Latent Space Autoregression for Novelty Detection - shubham223601/Anomaly-Detection GitHub Wiki
Referenced from http://arxiv.org/abs/1807.01653
Consist of a deep autoencoder with a density estimator which is used to learn the distribution of a latent representation using auto regressive technique. Aim of training is to maximize remembering patterns for normal sample while minimizing the surprisal(latent vector taking any random distribution) of latent representation.
minimization of surprisal is performed by maximization of likelihood of latent representation using auto regressive estimator. When model is trained to optimize both the above terms together, then model basically looks for minimum entropy representation without any loss of its reconstruction power.
Architecture consist of :
-
Encoder - Used to convert input to the compressed representation(latent representation), It is basically downsampling residual blocks where the last layer is the fully connect layer
-
Decoder - used to reconstruct the compressed representation back to input. It consists of upsampling residual blocks
-
Probabilistic model - estimates the density in latent z, using auto regressive technique, which avoid employing of any distribution which might not be beneficial for the given task
Auto regressive regressive density estimation is performed using below technique:
It is part of general formulation for task with sequential predictions in which each output depends on previous output. This model takes as input a latent vector and outputs cpds for each variable.

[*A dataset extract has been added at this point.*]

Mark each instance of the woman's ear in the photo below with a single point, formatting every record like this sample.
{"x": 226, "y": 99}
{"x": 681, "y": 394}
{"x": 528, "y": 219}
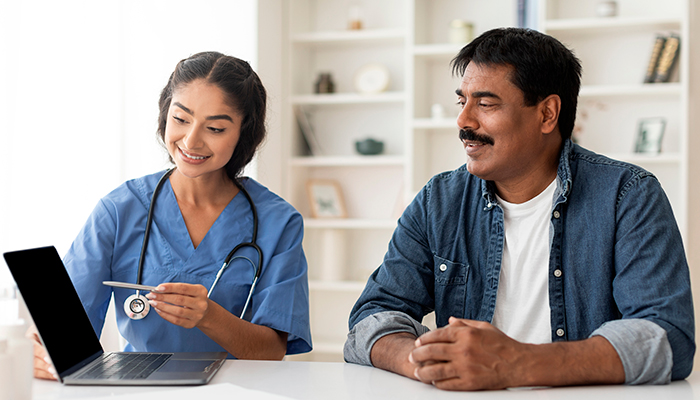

estimation of distribution of z is expressed as estimation of each conditional probability density expressed as p(z) = p(Zi|Z<i). estimator h outputs parameter for d distributions p(Zi|Z<i), where each CPD is modeled as multinomial over 100 bins.
all the three components are trained together to minimize the loss. Loss is comprised of reconstruction and log likelihood term. KL divergence is used to minimize the info gap between parameteric model and true distribution produced by encoder such that it is small.Overall the framework lead to minimization of differential entropy of distribution.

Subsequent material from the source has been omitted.